Shridhar Balwant Tilak (1896–1928) also known as Shridharpant was a social activist and Marathi writer from Pune. He was the youngest son of Bal Gangadhar Tilak.

== Early life and family ==
Shridhar Balwant Tilak is the third son of Indian independence activist Bal Gangadhar Tilak. Sridhar had two sons; Shrikant, and Jayant Tilak. Jayant was a politician from Indian National Congress and served as a member of the Rajya Sabha, the upper chamber of the Indian Parliament.

== Activism and career ==

=== Fight against casteism ===
Shridhar Tilak campaigned for removal of untouchability in 1920's with national leader Dr. Ambedkar. He was inspired by his philosophy and social reforms and communicated and discuss with him in methods to get rid of upper-cast hegemony. He was also against child marriages and tonsuring of widows. His works were also supported by another social reformer Prabodhankar Thackeray.

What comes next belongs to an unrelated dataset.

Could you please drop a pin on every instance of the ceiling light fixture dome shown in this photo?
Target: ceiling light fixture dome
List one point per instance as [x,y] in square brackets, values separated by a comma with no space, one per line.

On 8 April 1928 in Pune, he established a branch of the multi-cast Samaaj Samata Sang (now known as Samata Sainik Dal) a social organization founded by Dr. Ambedkar. Keshavrao Jedhe who was a friend of Shridar Tilak from Pune was a freedom fighter who was also member of this organization. On 10 May 1928 he organized a community dinner (sahabhojan) at Gaekwad Wada, in Pune, for people from various casts and religions. Dr. Ambedkar himself attended that dinner.

===Writing===
Shridhar Tilak published several articles in Marathi magazines like Jnanprakash and Vividhavritta. His collection of articles were published in a book titled Maza Vyasang.

== Death ==
Given his liberal and rational thoughts, Shridhar Tilak was subjected to a lot of harassment by conservatives in Maharashtra region of that period. Unable to tolerate it, he committed suicide on 25 May 1928. Before that he sent three suicide notes: one to the collector of Pune, another to newspapers and a third one to Dr. Ambedkar. Later Dr. Ambedkar wrote – "If anyone who is worthy of the title Lokamanya, it is Shridharpant Tilak."